La possession d’oiseaux sauvages dans les foyers privés reste une coutume bien ancrée dans de nombreux foyers argentins. Cependant, les spécialistes avertissent qu’il s’agit d’une pratique illégale et dangereuse, avec des impacts directs sur la santé publique, le bien-être animal et la conservation de la biodiversité.
Le vétérinaire Aldo “Pirata” Olivares, responsable de la clinique vétérinaire El Arca, a expliqué au portail Diario Huarpe que garder des oiseaux de chasse ou autochtones en dehors de leur environnement naturel est interdit par la loi et représente un risque sanitaire et environnemental.
Espèces les plus touchées
Parmi les oiseaux autochtones souvent capturés et commercialisés illégalement, on trouve :
- Cardinaux, chardonnerets, reines mora, rois des bois, grives et merles.
- Perruche de Chaco et pies de Tucumán, provenant d’autres régions du pays, apparaissent également sur le marché informel.
Olivares a précisé que tous les oiseaux ne sont pas interdits : des espèces comme les canaris, diamants, calafates et perruches australiennes, provenant d’élevages autorisés, peuvent être légalement gardées dans les foyers, car elles ne sont pas extraites de la faune sauvage.
Risques sanitaires
Les oiseaux sauvages capturés directement dans la nature ne sont pas soumis à des contrôles vétérinaires et peuvent porter des parasites et des maladies bactériennes transmissibles aux humains.
- L’une des plus fréquentes est la psittacose, présente chez les perroquets et les perruches, qui peut provoquer des affections respiratoires graves chez l’homme.
- Beaucoup de ces maladies sont zoonotiques, c’est-à-dire qu’elles se transmettent des animaux aux humains, et peuvent devenir sérieuses si elles ne sont pas détectées à temps.

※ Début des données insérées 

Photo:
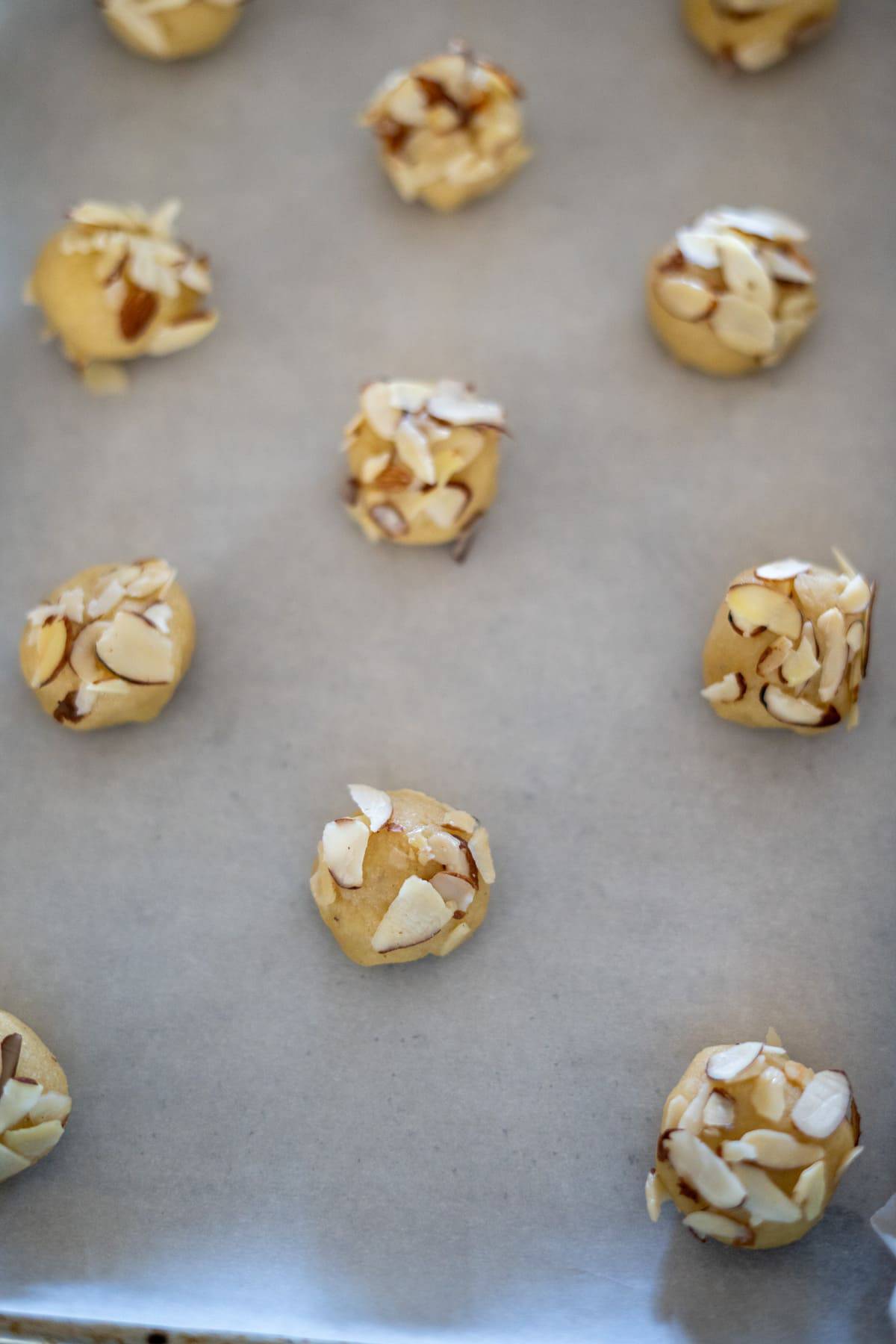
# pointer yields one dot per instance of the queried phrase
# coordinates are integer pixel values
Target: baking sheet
(265, 1136)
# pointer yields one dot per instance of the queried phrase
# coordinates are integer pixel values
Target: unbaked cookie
(422, 463)
(116, 284)
(788, 647)
(756, 34)
(169, 30)
(753, 1144)
(34, 1098)
(402, 878)
(449, 129)
(732, 293)
(109, 645)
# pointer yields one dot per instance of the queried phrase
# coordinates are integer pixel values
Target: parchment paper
(267, 1137)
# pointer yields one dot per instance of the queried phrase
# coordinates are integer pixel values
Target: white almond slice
(856, 596)
(481, 851)
(780, 1151)
(790, 709)
(684, 297)
(454, 890)
(132, 648)
(35, 1142)
(754, 604)
(458, 934)
(692, 1117)
(810, 1189)
(735, 1151)
(344, 846)
(374, 467)
(696, 1164)
(417, 914)
(781, 570)
(656, 1195)
(729, 1063)
(824, 1104)
(768, 1095)
(50, 1107)
(773, 658)
(832, 631)
(706, 1223)
(802, 665)
(11, 1163)
(375, 804)
(744, 273)
(379, 411)
(82, 655)
(181, 335)
(743, 326)
(414, 449)
(766, 1202)
(16, 1100)
(719, 1112)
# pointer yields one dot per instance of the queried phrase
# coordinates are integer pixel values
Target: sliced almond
(415, 915)
(696, 1164)
(790, 709)
(375, 804)
(684, 297)
(134, 650)
(732, 687)
(810, 1189)
(824, 1104)
(832, 631)
(729, 1063)
(754, 604)
(780, 1151)
(706, 1223)
(344, 846)
(52, 650)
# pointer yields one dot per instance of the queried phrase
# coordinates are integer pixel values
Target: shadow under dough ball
(402, 878)
(753, 1145)
(34, 1098)
(111, 645)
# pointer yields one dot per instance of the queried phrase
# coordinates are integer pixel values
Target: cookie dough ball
(422, 463)
(449, 129)
(34, 1098)
(171, 30)
(116, 284)
(753, 1144)
(788, 647)
(756, 34)
(109, 645)
(402, 878)
(732, 293)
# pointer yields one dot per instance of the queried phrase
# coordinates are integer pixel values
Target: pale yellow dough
(171, 31)
(402, 850)
(114, 284)
(422, 461)
(96, 697)
(34, 1098)
(802, 671)
(756, 34)
(756, 1102)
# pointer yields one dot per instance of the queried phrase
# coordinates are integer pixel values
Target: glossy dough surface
(34, 1098)
(417, 885)
(134, 616)
(756, 34)
(753, 1159)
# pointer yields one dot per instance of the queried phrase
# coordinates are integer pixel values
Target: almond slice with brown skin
(754, 604)
(415, 915)
(696, 1164)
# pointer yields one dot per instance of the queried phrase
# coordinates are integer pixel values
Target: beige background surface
(265, 1136)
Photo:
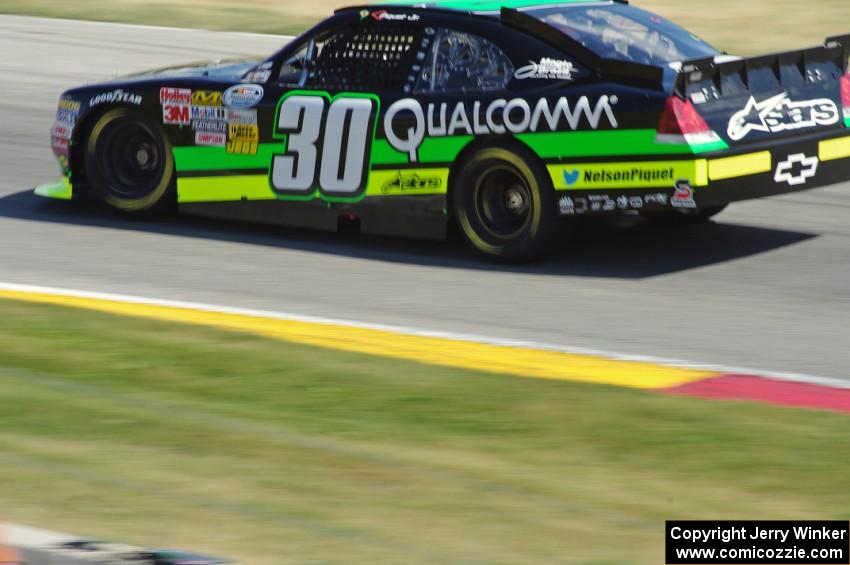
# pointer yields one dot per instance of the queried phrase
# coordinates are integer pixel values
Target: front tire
(129, 163)
(504, 204)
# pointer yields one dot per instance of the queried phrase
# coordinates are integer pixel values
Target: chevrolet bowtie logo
(797, 169)
(779, 113)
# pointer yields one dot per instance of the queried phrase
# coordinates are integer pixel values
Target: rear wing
(623, 71)
(765, 72)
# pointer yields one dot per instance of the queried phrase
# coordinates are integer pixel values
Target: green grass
(172, 435)
(755, 26)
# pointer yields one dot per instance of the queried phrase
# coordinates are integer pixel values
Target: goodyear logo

C’est pourquoi Olivares a souligné l’importance d’acquérir des oiseaux uniquement dans des élevages autorisés, avec une documentation officielle du Secrétariat à l’Environnement certifiant leur origine légale et leur état sanitaire.

Bien-être animal et responsabilité
Le spécialiste a également souligné qu’un oiseau en captivité dépend totalement de la personne qui le possède. Des facteurs tels que l’alimentation, la température, l’exposition au soleil, l’espace et le régime alimentaire sont déterminants pour sa santé. Sans conseils appropriés, il est facile de commettre des erreurs qui entraînent des maladies ou la mort.
De plus, beaucoup de gens ignorent que certains oiseaux peuvent vivre dix ans ou plus, ce qui implique un engagement à long terme.
Cadre légal en Argentine
La possession, la capture et le commerce d’oiseaux sauvages sont régis par la Loi nationale n° 22.421 de conservation de la faune, qui interdit expressément ces pratiques sans autorisation.
- Loi 22.421 : interdit la possession, le transit, le commerce et la capture de la faune sauvage.
- Loi 14.346 (Maltraitance animale) : sanctionne les actes de cruauté, y compris la captivité dans des conditions inadéquates.
- Sanctions : garder des oiseaux sauvages en cage peut entraîner des peines de prison (15 jours à 1 an) et des amendes.
- Les réglementations provinciales, telles que la Loi 4.841 dans l’Entre Ríos, renforcent la protection de la faune autochtone.
La capture et la possession d’oiseaux sauvages ne sont pas seulement un délit, mais menacent également la biodiversité, la santé publique et le bien-être animal. La clé réside dans la possession responsable, qui commence par le respect de la loi et le choix d’animaux d’élevage.